FLICKR, TATIANA VDB
The World Health Organization (WHO) earlier this week (June 7) issued new guidelines, recommending that people who live in areas where the Zika virus is actively being transmitted to consider delaying pregnancy due to the risk of infection-associated birth defects. The recommendation could affect millions of people across Latin America and the Caribbean, including Puerto Rico and the US Virgin Islands, The New York Times reported.
“It’s about time,” Peter Hotez, dean of the National School of Tropical Medicine at the Baylor College of Medicine in Texas, told the New York Times. Hotez also raised concerns about what might happen if the virus reaches parts of the U.S. this summer.

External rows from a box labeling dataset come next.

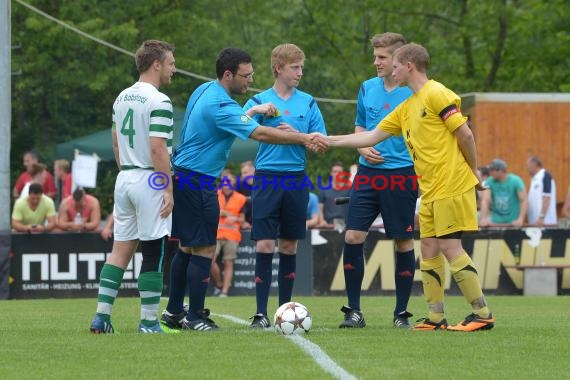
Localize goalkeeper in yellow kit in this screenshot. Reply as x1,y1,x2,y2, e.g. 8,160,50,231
328,43,495,331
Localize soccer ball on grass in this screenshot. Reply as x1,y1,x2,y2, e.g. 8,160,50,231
273,302,313,335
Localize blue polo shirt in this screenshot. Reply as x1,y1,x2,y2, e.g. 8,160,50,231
243,87,327,172
354,77,414,169
172,81,259,177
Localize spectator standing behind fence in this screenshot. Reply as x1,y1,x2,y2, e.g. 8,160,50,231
161,48,328,331
57,187,101,232
526,156,558,226
12,183,56,232
307,193,321,229
211,174,247,297
319,162,350,228
12,150,56,198
237,161,255,229
480,158,527,227
53,160,71,208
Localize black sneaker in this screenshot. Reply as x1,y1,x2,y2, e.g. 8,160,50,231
180,309,218,331
394,311,414,329
413,318,448,331
249,313,271,329
160,310,187,329
338,306,366,329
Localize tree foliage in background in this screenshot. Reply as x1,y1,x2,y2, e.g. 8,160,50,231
11,0,570,214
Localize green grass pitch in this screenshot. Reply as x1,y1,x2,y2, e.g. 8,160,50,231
0,295,570,380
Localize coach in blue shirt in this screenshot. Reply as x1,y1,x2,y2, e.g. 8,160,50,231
244,44,326,328
161,48,326,331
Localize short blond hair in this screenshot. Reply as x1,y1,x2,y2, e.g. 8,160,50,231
271,44,305,77
393,42,429,73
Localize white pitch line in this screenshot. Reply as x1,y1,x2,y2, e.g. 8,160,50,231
212,313,356,380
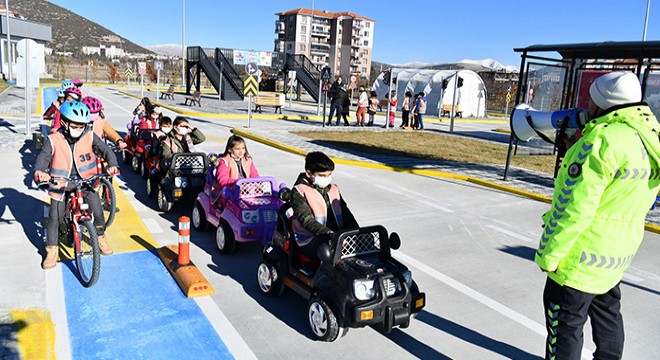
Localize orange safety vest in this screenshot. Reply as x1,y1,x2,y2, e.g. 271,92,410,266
292,184,344,246
92,116,105,140
163,134,195,154
48,131,97,201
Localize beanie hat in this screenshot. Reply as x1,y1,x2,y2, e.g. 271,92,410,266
589,71,642,110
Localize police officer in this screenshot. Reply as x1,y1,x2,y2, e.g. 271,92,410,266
535,72,660,359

The WHO’s most recent advice, which was prompted by findings that the mosquito-borne virus can be sexually transmitted, goes beyond that of the US Centers for Disease Control and Prevention (CDC). The CDC...
“This is a huge deal for the WHO to come out with evidence-based recommendation and say, ‘Don’t get pregnant,’” Rebecca Katz, a specialist in global health policy at Georgetown University in Washington, DC, told The Washington Post. Many women in the countries that have been hardest hit by the virus to date do not have access to contraception or abortion, Katz added.
The rapid rise in Zika infections, which are now known to cause microcephaly, prompted some Latin American countries to provide similar advice earlier this year. El Salvador went as far as telling women to avoid getting pregnant until 2018.
The WHO’s advice does not apply to people who are just visiting areas with active Zika transmission. The agency recommends that travelers returning from these areas should abstain from sex or use condoms for at least eight weeks. Women planning to become pregnant should wait the same amount of time, or six months if the male partner shows symptoms of Zika infection.